What is Long-term Care?
Long-term care refers to a broad range of supportive medical, personal, and social services needed by people who are unable to meet their basic living needs for an extended period of time. This may be caused by an accident, illness, or frailty. Such conditions include the inability to move about, dress, bathe, eat, use a toilet, medicate, and avoid incontinence. Also, care may be needed to help the disabled with household cleaning, preparing meals, shopping, paying bills, visiting the doctor, answering the phone, and taking medications. Additional long-term disabilities may be due to cognitive impairment from stroke, depression, dementia, Alzheimer’s, Parkinson’s, and so on. This support can be offered at home or in an institution.
The national median cost of care is over $75,000 a year (Cost of Care Survey, CareScout®, April 2010), and generally, long-term care is not covered by health insurance or Medicare. To determine the annual median cost of long-term care insurance by metropolitan area or state, click here.

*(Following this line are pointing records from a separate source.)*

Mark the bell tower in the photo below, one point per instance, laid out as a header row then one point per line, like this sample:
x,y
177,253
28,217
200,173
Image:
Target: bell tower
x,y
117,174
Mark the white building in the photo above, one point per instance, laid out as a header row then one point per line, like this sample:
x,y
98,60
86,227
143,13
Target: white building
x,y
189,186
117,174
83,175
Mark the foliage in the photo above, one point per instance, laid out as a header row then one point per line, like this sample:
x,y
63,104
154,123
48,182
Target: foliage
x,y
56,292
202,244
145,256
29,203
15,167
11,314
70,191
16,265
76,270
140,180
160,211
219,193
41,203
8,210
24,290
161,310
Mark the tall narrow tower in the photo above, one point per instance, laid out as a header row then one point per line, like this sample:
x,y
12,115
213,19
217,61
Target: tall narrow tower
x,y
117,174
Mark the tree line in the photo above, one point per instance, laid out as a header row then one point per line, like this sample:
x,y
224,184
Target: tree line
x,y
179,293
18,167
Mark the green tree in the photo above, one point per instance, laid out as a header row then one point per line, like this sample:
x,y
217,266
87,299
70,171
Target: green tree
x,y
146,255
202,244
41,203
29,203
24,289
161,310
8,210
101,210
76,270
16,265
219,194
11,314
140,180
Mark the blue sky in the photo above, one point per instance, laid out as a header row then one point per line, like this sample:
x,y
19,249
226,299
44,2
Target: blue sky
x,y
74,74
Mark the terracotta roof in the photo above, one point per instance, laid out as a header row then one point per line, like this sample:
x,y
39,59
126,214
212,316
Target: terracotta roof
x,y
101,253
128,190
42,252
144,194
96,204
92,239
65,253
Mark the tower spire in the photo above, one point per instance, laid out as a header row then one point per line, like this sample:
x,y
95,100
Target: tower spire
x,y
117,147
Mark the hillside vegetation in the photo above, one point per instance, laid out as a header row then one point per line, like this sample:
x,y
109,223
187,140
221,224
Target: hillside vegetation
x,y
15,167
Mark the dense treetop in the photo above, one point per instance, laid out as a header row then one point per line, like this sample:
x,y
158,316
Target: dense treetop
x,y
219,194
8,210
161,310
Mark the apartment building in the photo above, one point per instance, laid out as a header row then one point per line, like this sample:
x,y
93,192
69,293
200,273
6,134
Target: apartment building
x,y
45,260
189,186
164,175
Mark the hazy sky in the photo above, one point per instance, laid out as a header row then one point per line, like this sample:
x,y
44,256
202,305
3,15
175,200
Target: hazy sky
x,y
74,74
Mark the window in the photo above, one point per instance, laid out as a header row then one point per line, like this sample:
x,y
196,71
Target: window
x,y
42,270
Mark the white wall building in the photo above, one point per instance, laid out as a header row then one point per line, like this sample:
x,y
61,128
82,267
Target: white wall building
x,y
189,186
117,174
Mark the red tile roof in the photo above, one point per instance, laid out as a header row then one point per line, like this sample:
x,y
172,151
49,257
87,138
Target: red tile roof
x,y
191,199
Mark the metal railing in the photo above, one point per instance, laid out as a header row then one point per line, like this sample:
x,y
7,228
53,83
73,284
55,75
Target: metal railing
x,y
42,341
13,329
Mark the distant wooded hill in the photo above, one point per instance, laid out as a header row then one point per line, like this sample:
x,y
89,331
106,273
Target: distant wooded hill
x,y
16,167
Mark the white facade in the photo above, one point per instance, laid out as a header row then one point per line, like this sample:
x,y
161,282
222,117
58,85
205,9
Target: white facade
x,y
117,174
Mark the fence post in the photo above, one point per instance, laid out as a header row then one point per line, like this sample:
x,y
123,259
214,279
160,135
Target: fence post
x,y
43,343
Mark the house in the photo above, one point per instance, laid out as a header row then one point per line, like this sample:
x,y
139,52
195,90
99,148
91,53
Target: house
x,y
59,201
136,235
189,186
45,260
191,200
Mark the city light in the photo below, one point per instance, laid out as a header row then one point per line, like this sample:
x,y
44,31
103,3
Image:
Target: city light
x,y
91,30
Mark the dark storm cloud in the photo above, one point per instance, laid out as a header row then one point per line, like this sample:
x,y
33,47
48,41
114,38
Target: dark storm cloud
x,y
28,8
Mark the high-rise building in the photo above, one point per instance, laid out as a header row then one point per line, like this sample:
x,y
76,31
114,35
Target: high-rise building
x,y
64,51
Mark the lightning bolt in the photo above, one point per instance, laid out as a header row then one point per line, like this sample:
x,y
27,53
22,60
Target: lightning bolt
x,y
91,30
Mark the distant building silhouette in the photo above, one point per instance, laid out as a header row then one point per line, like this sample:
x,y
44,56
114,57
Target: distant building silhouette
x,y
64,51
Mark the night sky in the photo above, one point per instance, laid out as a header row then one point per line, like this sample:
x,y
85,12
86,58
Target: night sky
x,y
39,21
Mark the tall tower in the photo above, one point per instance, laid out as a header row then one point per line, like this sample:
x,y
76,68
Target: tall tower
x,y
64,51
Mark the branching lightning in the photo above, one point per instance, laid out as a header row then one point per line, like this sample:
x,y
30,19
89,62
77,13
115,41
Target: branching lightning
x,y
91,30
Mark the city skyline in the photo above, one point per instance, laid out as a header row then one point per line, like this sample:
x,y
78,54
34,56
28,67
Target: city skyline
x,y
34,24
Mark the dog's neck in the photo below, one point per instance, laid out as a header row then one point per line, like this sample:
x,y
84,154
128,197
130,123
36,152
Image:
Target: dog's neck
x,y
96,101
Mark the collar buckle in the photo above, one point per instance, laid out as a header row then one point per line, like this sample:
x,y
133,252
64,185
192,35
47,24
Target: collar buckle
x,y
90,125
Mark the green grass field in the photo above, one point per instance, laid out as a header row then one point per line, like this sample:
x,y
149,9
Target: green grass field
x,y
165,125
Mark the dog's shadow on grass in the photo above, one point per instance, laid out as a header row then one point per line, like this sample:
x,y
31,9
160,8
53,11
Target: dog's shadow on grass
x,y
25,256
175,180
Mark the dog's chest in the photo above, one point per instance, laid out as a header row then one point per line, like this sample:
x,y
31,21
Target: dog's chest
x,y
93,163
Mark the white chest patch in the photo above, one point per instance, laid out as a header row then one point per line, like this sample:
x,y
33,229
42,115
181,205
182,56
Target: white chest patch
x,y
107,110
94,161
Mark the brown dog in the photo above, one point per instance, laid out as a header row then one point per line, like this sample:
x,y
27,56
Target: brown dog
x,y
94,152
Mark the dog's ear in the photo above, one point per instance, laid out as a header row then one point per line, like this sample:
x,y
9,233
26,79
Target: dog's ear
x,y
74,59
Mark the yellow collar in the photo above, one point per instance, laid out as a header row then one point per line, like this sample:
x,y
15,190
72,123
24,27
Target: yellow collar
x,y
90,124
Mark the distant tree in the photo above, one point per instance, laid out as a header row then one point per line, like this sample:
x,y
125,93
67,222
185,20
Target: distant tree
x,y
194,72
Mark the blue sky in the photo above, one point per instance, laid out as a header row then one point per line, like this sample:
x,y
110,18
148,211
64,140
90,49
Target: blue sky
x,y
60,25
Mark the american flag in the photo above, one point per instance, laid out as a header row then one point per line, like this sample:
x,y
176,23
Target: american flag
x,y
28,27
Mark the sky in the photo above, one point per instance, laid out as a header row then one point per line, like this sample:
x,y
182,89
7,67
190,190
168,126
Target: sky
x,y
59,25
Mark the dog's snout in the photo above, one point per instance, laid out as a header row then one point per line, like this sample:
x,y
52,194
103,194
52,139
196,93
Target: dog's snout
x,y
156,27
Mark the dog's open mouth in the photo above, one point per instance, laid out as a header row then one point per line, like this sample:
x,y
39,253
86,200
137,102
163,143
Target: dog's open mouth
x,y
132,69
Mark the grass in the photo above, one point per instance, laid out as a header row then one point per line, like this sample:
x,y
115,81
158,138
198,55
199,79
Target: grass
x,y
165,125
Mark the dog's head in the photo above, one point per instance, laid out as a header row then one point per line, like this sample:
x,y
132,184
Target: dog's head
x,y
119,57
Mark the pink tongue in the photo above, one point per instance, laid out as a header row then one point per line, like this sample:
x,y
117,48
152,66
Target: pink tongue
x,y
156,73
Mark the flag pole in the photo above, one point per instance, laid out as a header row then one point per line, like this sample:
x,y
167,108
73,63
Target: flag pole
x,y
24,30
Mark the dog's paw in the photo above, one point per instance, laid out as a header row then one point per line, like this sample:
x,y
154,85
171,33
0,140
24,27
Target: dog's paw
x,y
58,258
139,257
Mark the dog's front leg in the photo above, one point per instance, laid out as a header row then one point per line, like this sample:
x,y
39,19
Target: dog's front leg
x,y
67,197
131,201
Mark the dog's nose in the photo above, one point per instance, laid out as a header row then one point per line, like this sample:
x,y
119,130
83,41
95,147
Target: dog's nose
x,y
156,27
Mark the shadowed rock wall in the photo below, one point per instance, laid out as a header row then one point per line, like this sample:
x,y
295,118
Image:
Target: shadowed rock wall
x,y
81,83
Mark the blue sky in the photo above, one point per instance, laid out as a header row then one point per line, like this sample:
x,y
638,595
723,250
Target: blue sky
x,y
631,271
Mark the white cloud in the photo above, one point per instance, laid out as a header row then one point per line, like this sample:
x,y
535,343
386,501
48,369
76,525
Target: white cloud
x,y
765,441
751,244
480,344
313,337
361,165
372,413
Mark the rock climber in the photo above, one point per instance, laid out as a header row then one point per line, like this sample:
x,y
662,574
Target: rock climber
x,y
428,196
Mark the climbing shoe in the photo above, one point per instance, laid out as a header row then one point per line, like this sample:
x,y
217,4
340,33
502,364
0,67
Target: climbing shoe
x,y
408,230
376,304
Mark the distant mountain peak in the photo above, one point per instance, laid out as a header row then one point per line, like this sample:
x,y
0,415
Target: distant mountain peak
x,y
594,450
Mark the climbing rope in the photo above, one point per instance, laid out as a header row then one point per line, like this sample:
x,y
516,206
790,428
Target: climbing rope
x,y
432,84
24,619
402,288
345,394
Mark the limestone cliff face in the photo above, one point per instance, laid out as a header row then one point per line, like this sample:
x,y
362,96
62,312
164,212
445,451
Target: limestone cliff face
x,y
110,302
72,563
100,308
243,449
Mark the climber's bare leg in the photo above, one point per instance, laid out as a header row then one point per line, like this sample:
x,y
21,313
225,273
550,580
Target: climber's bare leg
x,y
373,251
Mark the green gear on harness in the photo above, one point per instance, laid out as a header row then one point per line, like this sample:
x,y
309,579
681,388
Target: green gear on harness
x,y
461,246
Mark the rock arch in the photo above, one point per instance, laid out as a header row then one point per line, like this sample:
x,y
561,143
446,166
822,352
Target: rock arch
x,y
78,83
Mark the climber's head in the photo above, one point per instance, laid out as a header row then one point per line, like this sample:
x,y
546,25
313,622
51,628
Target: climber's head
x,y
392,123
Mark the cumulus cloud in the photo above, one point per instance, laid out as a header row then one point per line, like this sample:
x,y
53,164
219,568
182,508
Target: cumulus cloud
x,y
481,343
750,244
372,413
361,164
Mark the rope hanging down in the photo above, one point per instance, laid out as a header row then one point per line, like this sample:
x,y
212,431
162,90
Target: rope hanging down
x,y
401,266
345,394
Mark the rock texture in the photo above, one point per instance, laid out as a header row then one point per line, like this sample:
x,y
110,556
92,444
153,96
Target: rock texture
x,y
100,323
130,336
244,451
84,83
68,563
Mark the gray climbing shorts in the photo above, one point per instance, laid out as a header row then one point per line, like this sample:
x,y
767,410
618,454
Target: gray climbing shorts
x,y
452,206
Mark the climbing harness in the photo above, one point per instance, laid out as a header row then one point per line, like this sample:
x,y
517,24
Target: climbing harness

Long-term care insurance pays for expenses that are incurred when a person needs home care, or care at an assisted living, nursing home, adult day care, or Hospice facility. Long-Term Care Insurance can help protect your assets and your family—the things you’ve worked hard to build.
Tom Strangstalien
Insurance Advisor
Reach out to me to learn more. You can contact me at tom.strangstalien@wismedassure.org or 608.442.3730.
Tom Strangstalien
Insurance Advisor
Reach out to me to learn more. You can contact me at tom.strangstalien@wismedassure.org or 608.442.3730.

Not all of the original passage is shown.